“Unity Can Prevent Wars”: Zelenskyy’s 2025 UN Plea to the World
Here’s the full text (in English) of President Volodymyr Zelenskyy’s 2025 address at the UN General Assembly (General Debate):
Source: Ukrinform / President of Ukraine Office
Volodymyr Zelenskyy — 2025 UN General Assembly Speech (English Translation / Excerpts)
I welcome all who stand for common efforts! And I promise – being really united we can guarantee fair peace for all nations.
What’s more, unity can prevent wars.
Ladies and gentlemen, Mr. Secretary General! Fellow leaders!
This hall saw many wars but not as an active defender against aggression.
In many cases, the fear of war, the final war, was the loudest here – the war after which no one would gather in the General Assembly Hall again.
The Third World War was seen as a nuclear war. A conflict between states on the highway to nukes. Other wars seemed less scary compared to the threat of “great powers” firing nuclear stockpiles.
Last year at this assembly, I warned the world about the risk of radiation disasters – especially due to Russia’s occupation of our Zaporizhzhia Nuclear Power Plant, the biggest in Europe. But nothing’s changed. Nothing. And yesterday, the plant went into blackout again. Russia hasn’t stopped shelling – even in areas near a nuclear facility. Because international institutions are too weak, this madness continues.

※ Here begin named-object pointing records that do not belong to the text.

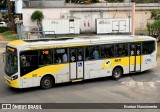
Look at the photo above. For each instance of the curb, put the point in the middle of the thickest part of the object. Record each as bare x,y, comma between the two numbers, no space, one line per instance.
4,42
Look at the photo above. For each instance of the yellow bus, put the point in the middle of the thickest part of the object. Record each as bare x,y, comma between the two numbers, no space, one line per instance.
45,62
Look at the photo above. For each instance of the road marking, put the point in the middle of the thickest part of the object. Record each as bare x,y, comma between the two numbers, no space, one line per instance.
158,81
152,85
132,83
140,84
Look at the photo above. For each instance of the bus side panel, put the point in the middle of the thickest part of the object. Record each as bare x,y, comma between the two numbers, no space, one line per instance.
103,68
149,61
92,69
62,75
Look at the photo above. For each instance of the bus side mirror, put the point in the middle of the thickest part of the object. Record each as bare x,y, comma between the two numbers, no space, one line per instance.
3,56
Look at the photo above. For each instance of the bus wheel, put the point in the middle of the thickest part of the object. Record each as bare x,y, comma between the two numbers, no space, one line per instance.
46,82
117,73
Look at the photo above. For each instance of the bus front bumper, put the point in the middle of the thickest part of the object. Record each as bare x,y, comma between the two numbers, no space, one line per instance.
12,83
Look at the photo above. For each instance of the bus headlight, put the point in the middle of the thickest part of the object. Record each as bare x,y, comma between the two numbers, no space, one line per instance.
14,77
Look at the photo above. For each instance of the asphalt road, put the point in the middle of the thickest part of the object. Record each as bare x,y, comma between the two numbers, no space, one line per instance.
134,88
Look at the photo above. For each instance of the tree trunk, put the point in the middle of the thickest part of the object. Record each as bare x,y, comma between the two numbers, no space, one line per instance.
11,18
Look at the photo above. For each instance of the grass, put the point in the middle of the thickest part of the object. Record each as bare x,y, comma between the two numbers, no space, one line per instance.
9,35
145,32
158,53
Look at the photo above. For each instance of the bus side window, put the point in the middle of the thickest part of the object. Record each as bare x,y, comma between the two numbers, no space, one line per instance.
92,52
148,47
107,51
45,57
121,50
61,55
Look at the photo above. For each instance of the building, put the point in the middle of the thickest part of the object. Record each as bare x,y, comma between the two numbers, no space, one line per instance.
87,13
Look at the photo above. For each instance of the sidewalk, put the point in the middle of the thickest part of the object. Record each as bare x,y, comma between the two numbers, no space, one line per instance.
2,49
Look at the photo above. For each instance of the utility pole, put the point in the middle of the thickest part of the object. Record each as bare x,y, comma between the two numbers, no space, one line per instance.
133,17
11,18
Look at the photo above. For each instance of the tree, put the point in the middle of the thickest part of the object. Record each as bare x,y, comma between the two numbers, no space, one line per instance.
154,28
155,14
3,4
112,1
37,16
146,1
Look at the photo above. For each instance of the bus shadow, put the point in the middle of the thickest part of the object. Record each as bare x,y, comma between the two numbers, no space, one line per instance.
88,81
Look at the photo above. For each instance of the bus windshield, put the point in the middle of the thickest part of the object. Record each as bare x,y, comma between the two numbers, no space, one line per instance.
11,63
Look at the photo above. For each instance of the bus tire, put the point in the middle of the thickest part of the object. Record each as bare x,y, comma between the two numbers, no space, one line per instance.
117,73
46,82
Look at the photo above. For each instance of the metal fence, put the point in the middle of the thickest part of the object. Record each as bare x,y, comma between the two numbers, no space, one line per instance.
33,32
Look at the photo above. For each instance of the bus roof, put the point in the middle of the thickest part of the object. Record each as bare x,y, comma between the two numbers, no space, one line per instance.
79,41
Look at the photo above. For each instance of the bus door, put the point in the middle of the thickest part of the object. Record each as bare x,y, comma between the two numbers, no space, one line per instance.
135,57
76,63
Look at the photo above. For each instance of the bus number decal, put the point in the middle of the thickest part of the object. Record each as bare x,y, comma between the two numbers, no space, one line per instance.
117,60
108,63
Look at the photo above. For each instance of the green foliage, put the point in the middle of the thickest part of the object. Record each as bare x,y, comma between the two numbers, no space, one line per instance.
3,29
37,15
94,1
154,28
112,1
9,35
155,14
3,3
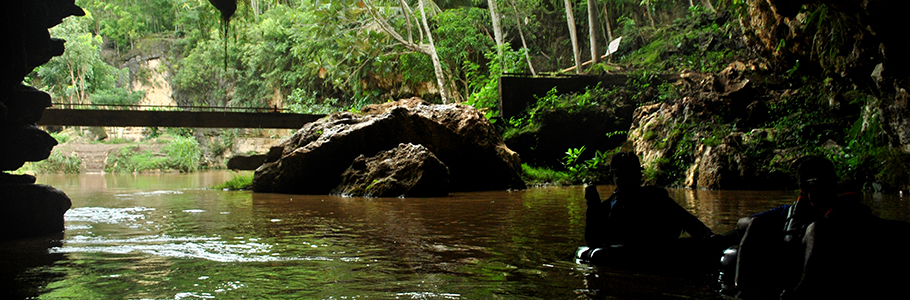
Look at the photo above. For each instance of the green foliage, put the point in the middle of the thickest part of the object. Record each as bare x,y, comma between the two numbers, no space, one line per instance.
571,102
130,159
485,88
539,176
56,163
61,137
237,183
302,103
116,96
183,154
79,73
589,170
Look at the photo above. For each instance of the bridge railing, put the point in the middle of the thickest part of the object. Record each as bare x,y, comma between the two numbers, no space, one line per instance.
60,105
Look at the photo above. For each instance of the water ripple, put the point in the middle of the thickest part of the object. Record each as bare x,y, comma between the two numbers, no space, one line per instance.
208,248
105,214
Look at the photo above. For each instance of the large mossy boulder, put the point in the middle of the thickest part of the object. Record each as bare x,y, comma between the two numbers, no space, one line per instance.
313,159
407,171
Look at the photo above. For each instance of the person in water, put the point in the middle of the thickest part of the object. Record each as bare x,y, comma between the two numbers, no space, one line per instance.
636,215
827,244
771,250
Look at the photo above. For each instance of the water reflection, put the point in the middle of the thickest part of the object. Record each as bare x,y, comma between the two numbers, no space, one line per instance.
166,237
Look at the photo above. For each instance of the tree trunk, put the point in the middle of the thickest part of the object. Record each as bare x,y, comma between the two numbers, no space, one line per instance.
592,29
570,19
497,29
607,21
437,66
522,35
648,12
497,25
407,16
255,5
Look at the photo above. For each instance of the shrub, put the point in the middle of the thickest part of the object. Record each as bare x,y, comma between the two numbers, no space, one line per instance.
58,163
183,154
130,159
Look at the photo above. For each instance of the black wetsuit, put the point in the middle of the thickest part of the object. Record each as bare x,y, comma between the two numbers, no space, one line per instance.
645,216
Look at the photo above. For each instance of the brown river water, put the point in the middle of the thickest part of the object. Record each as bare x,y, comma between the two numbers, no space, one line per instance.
167,236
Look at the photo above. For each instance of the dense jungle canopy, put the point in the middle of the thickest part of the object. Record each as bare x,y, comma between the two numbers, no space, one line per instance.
306,53
758,83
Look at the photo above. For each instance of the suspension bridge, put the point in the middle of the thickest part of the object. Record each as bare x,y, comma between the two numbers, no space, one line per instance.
172,116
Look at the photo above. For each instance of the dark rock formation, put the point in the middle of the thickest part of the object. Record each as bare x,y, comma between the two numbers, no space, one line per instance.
859,43
313,159
27,209
406,171
31,210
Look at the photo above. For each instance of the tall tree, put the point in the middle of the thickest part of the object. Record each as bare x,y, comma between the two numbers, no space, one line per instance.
524,44
429,49
570,19
592,29
497,26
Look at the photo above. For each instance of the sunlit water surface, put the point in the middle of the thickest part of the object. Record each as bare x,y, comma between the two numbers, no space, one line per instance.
166,236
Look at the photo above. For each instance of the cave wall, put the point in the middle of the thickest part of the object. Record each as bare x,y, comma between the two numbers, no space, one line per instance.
27,209
860,42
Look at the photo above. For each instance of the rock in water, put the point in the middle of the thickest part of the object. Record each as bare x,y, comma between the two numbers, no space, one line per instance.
408,170
313,159
28,210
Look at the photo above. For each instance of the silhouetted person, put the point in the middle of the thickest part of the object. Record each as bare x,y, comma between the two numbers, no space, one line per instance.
771,250
827,244
636,215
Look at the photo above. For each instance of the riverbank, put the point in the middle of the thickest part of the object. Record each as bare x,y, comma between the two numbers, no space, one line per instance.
126,150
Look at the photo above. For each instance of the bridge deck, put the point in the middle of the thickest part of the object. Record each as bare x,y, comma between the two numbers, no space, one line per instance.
144,118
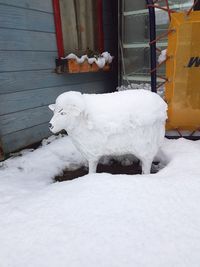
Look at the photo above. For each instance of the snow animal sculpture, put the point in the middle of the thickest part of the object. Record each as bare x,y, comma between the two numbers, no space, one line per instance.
120,123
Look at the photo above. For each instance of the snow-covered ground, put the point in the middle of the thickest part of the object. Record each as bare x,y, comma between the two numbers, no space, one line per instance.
100,220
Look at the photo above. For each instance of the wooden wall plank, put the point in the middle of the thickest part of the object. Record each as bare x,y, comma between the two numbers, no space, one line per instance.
24,119
41,5
18,140
15,102
11,82
27,40
27,81
26,60
24,19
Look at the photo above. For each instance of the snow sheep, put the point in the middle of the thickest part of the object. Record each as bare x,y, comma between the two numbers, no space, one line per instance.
119,123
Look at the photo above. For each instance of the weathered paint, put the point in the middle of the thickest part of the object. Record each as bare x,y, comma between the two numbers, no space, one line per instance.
28,82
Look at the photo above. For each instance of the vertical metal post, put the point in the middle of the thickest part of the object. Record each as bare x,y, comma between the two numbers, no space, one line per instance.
152,30
197,5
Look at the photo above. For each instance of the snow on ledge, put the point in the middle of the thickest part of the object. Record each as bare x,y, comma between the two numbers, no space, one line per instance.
101,60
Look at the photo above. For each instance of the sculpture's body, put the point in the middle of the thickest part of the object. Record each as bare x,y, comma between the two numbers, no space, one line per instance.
127,122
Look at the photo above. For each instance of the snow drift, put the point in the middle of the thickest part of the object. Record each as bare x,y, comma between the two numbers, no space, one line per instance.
126,122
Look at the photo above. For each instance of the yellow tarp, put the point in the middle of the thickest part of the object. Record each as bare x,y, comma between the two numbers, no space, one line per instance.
183,72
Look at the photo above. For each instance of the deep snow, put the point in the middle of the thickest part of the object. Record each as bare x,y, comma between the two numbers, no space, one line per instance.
100,219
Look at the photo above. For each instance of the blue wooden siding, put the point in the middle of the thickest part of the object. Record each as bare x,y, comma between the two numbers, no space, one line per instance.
28,82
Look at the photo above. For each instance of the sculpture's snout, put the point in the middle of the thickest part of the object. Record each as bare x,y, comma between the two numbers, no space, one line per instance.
50,126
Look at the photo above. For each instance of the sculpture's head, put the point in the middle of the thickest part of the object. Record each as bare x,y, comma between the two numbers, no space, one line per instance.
67,111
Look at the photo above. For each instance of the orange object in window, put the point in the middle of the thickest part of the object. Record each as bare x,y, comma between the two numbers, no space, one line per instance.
183,72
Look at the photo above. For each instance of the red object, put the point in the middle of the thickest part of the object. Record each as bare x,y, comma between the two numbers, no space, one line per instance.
100,26
58,26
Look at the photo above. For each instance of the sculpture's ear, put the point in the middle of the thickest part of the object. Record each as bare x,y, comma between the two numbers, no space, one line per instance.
52,107
75,110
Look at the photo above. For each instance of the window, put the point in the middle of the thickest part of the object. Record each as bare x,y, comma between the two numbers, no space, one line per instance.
79,26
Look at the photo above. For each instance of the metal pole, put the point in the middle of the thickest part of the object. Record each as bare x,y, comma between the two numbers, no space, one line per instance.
197,6
152,30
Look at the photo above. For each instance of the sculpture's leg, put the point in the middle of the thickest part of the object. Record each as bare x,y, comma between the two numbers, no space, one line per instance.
146,166
93,166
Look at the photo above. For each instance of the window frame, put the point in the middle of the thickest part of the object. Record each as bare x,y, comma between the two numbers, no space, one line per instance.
58,27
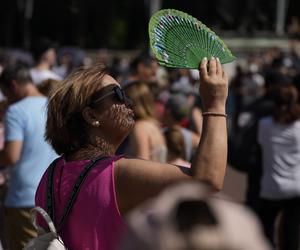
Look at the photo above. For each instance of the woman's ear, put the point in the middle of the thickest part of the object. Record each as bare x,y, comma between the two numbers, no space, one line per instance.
89,116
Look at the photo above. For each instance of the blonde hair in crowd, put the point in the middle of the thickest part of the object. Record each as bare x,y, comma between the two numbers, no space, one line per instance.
65,127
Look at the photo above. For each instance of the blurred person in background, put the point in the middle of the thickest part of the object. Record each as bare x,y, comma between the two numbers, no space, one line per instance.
146,140
279,138
143,68
89,116
176,113
25,151
187,217
48,86
244,150
44,53
176,147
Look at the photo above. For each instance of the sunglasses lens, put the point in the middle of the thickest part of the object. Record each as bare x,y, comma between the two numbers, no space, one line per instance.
119,94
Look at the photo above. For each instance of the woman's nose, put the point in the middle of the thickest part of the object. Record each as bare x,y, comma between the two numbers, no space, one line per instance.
128,102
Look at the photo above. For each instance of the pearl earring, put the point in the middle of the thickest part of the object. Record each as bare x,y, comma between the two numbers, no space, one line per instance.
96,123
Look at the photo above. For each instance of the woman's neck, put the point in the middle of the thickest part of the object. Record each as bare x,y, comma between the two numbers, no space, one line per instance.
92,150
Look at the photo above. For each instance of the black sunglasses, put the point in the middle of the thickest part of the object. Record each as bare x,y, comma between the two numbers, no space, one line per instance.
118,93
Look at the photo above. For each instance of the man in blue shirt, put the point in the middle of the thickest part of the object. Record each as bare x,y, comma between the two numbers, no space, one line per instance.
25,151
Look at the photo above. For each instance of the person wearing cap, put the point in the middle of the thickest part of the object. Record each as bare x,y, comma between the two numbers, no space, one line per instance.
45,56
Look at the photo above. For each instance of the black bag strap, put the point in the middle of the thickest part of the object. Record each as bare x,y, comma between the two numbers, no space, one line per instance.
74,193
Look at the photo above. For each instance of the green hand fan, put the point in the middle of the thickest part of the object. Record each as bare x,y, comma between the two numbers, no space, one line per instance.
180,40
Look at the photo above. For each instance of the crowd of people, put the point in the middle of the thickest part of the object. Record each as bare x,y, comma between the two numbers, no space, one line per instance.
146,127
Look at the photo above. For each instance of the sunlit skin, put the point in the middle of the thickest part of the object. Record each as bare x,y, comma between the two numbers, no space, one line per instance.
121,122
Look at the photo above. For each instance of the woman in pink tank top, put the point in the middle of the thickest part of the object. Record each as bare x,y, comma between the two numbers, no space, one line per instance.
89,116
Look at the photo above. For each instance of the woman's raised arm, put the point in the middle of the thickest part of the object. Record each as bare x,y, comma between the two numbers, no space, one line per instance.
137,180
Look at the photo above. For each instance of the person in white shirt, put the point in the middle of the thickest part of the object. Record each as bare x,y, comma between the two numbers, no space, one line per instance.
279,138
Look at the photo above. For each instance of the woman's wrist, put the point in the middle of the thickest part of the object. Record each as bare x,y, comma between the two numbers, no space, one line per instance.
220,114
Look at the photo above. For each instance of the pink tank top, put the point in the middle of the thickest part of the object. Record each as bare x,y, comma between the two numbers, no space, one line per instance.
95,221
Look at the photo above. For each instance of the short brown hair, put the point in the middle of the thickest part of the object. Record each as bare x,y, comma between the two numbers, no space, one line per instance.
143,101
66,128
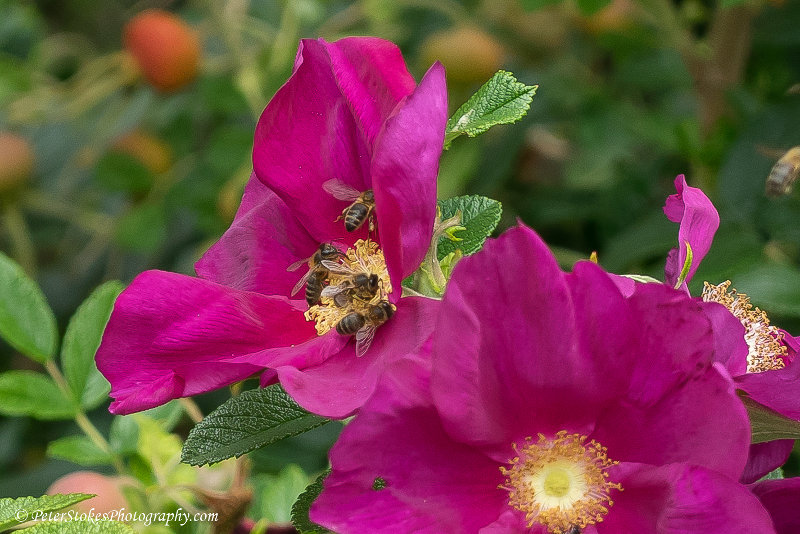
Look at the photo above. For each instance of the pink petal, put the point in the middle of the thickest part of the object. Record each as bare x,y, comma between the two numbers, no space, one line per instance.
404,170
264,239
698,220
306,136
503,340
169,336
353,378
780,498
700,422
679,498
373,78
433,485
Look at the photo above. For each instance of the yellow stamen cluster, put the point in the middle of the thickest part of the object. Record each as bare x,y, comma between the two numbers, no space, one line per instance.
560,483
367,257
765,350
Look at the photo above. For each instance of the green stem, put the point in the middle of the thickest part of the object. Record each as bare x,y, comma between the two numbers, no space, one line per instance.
24,251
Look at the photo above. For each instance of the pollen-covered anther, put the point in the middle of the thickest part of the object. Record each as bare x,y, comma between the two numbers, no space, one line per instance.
766,351
364,257
560,483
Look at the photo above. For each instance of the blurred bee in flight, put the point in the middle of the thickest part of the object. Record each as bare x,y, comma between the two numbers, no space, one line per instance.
363,325
361,209
317,274
784,173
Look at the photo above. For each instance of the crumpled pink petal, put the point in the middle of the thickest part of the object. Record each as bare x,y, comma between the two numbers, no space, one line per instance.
698,220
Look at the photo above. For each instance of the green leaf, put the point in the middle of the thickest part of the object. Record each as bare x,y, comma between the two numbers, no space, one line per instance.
251,420
501,100
301,506
79,450
479,215
16,511
275,494
81,340
33,394
533,5
122,172
142,229
79,527
590,7
26,321
768,425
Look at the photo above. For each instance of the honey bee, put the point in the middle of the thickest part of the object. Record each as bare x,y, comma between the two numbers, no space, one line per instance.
361,209
364,325
314,279
360,284
784,173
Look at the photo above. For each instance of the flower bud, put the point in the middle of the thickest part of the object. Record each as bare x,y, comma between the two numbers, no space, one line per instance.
165,48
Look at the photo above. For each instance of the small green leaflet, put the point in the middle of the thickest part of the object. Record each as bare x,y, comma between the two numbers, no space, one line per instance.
16,511
590,7
479,215
81,340
78,450
768,425
501,100
26,321
301,506
34,395
79,527
247,422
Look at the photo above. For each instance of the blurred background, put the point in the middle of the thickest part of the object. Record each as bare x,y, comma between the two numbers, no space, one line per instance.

Even being part of a long-standing military alliance doesn’t automatically mean you’re safe. Just recently, 19 simple Russian drones violated Polish airspace. And only 4 were shot down. Luckily, they weren’t worse. Otherwise, the results would’ve been horrific. Estonia had to call a UN Security Council meeting – for the first time in history – because Russian fighter jets deliberately entered its airspace.
Moldova is defending itself – again – from Russia’s interference. We’re helping Moldova. Russia’s trying to do to Moldova what Iran once did to Lebanon. And the global response? Again – not enough. We’ve already lost Georgia in Europe. Human rights and the European nature of the state system are only shrinking there. Georgia is dependent on Russia. For many years, Belarus has also been moving toward dependence on Russia. Europe cannot afford to lose Moldova too.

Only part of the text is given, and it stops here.